Aiming to improve the legal, policy, and commercial environments for honest security research and vulnerability disclosure, the Center for Cybersecurity Policy and Law unveiled two new initiatives.

The Hacking Policy Council, a brand-new organization, is the first effort. It intends to promote best practices for vulnerability disclosure and management to make the technology safer and more open. The council will also promote legislative and regulatory changes to empower impartial security research, penetration testing, and independent security repair.

According to the Center for Cybersecurity Policy and Law, out-of-date legislation imposes limitations and legal responsibilities on security procedures. Additionally, it claims that evolving legal guidelines for managing and disclosing vulnerabilities are not always clear or in the best interests of security.

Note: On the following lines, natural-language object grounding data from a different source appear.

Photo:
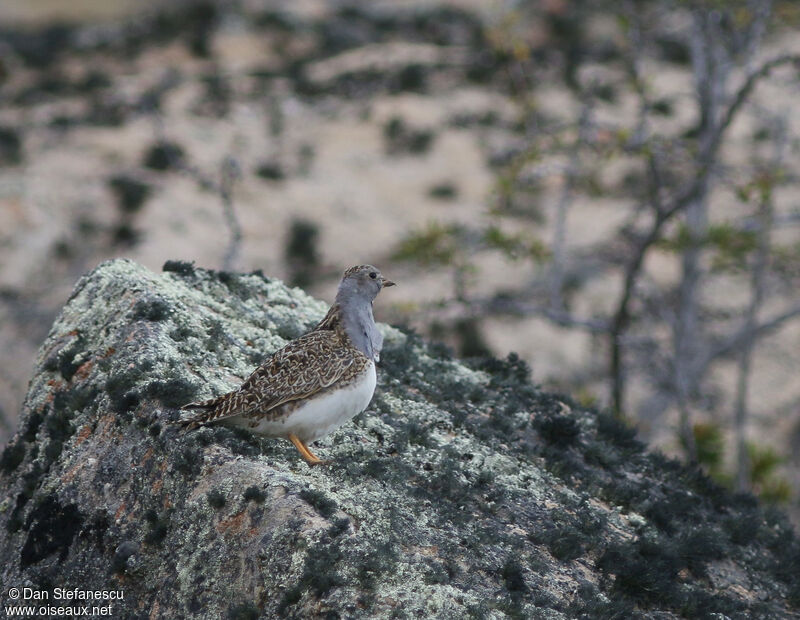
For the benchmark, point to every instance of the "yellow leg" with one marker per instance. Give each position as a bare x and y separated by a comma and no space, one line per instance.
309,457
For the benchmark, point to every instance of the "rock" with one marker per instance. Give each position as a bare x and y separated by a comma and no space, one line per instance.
463,491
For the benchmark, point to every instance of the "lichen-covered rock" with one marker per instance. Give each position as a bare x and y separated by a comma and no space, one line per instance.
463,491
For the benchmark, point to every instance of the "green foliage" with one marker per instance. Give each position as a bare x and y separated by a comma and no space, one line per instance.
731,246
515,246
435,245
765,480
710,446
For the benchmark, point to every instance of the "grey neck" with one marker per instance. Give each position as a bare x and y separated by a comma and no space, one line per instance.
359,324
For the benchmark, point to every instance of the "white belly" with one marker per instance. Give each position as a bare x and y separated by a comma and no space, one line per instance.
323,414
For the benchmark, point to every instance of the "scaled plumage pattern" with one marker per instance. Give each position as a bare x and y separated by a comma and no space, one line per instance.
315,383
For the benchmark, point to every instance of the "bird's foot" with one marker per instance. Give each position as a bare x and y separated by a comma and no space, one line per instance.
307,455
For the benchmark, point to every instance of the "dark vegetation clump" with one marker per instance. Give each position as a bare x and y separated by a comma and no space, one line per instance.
271,171
164,156
10,147
301,252
443,191
124,551
158,526
13,455
129,192
244,611
559,430
51,529
216,498
188,461
325,506
151,309
182,268
400,138
171,392
121,387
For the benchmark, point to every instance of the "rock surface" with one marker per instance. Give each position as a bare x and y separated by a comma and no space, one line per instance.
463,491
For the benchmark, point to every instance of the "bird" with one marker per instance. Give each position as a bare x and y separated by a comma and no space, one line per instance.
317,382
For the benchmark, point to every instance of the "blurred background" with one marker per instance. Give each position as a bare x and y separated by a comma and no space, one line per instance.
607,189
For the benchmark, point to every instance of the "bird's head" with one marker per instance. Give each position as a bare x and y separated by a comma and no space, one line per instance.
362,281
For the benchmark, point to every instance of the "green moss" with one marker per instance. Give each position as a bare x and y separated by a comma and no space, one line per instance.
254,494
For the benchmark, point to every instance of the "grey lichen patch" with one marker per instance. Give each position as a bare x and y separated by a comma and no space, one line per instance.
462,491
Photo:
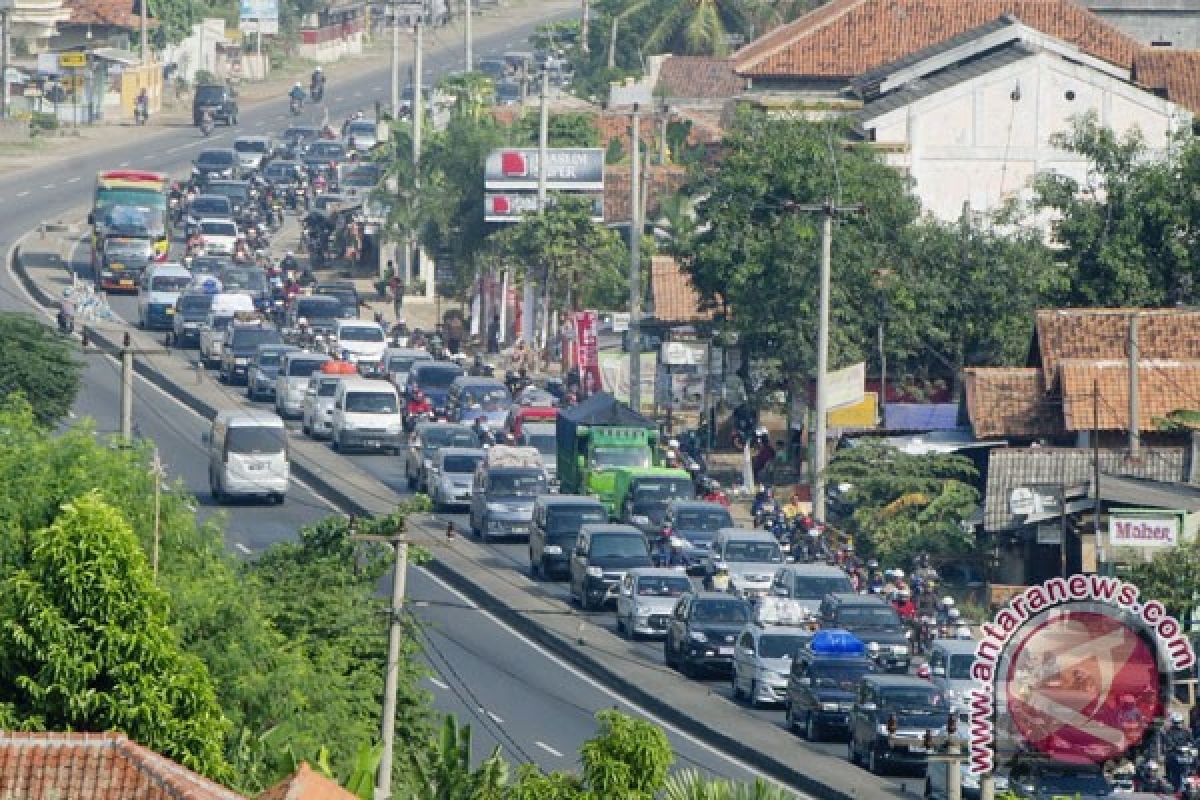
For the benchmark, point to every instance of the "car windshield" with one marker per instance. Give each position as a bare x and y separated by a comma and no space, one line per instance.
604,457
708,519
838,675
731,612
489,398
545,443
449,437
360,334
663,585
658,491
256,440
436,377
911,698
461,464
210,205
523,485
219,229
245,280
868,617
304,367
250,145
780,645
618,546
371,403
815,588
753,552
958,667
569,519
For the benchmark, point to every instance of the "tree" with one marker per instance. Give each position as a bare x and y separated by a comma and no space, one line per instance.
904,504
40,364
85,645
1129,228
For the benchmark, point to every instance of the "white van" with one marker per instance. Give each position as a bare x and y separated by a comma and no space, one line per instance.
157,292
247,455
366,416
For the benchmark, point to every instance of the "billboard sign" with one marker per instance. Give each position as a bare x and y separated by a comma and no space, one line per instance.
568,169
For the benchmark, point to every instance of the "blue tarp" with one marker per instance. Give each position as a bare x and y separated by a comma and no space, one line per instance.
921,416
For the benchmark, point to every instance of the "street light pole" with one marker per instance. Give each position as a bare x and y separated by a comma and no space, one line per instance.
391,684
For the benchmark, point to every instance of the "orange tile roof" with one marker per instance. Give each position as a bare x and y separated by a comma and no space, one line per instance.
1175,73
1103,334
675,299
660,181
306,785
95,767
1009,402
1163,386
845,38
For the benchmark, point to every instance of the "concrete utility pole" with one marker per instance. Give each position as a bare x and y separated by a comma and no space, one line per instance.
467,36
395,61
828,211
635,262
395,631
1134,433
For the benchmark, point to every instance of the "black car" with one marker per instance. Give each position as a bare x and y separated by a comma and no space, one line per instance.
601,555
873,620
215,164
702,631
557,519
221,101
889,719
822,681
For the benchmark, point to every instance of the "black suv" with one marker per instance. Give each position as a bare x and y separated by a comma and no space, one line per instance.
601,557
555,528
821,685
702,630
889,720
216,98
873,620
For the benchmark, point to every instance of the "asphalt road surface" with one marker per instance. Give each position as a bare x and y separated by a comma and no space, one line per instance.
515,696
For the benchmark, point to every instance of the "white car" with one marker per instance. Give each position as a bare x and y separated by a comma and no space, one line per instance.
361,341
217,238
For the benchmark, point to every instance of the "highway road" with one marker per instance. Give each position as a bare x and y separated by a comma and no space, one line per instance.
514,695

The Hacking Policy Council’s main objectives include

  • Fostering collaboration between the security, business, and policymaking communities
  • Preventing new legal restrictions on security research and related fields
  • Improving the legal environment for vulnerability disclosure and management
  • Strengthening organizational resilience through effective implementation of vulnerability disclosure policies and security researcher engagement

The council’s founding members are Google LLC, Bugcrowd Inc., HackerOne Inc., Intigriti NV, Intel Corp., and Luta Security Inc. Ari Schwartz, Center for Cybersecurity Policy and Law Coordinator, stated, “This is an all-star team of substantive experts with global reach and deep ties to the security and policymaking communities.”

The Security Research Legal Defense Fund, the second initiative, has been established as a separate 501(c) (3) nonprofit organization. In cases promoting cybersecurity for the public’s benefit, it will assist in funding legal representation for those who face legal issues due to honest security research and vulnerability disclosure.

The official disclosure coincided with Google’s publication of a white paper outlining potential improvements to the ecosystem for vulnerability management. Google contributed to the Hacking Policy Group’s creation and gave the Security Research Legal Defense Fund seed money.

Bugcrowd’s CEO, Dave Gerry, reported that his company wants to see a business and regulatory environment that supports consumer, security researcher, and enterprise protection and increases the likelihood that vulnerabilities will be found and fixed before threat actors have a chance to exploit them.

“We believe that promoting best practices in these areas will help protect consumers, enterprises, and society by increasing the likelihood that vulnerabilities will be mitigated before malicious actors exploit them. By leveraging the collective creativity of the hacker community, organizations can bridge the gap between the need for better security practices and their lack of in-house talent,” Dave Gerry mentioned.

Gerry mentioned that unaddressed susceptibilities put the security of users and organizations at risk. “It’s my hope that this council can help bring clarity on vulnerability disclosure to set security standards that currently encourage beneficial cybersecurity activities,” he added.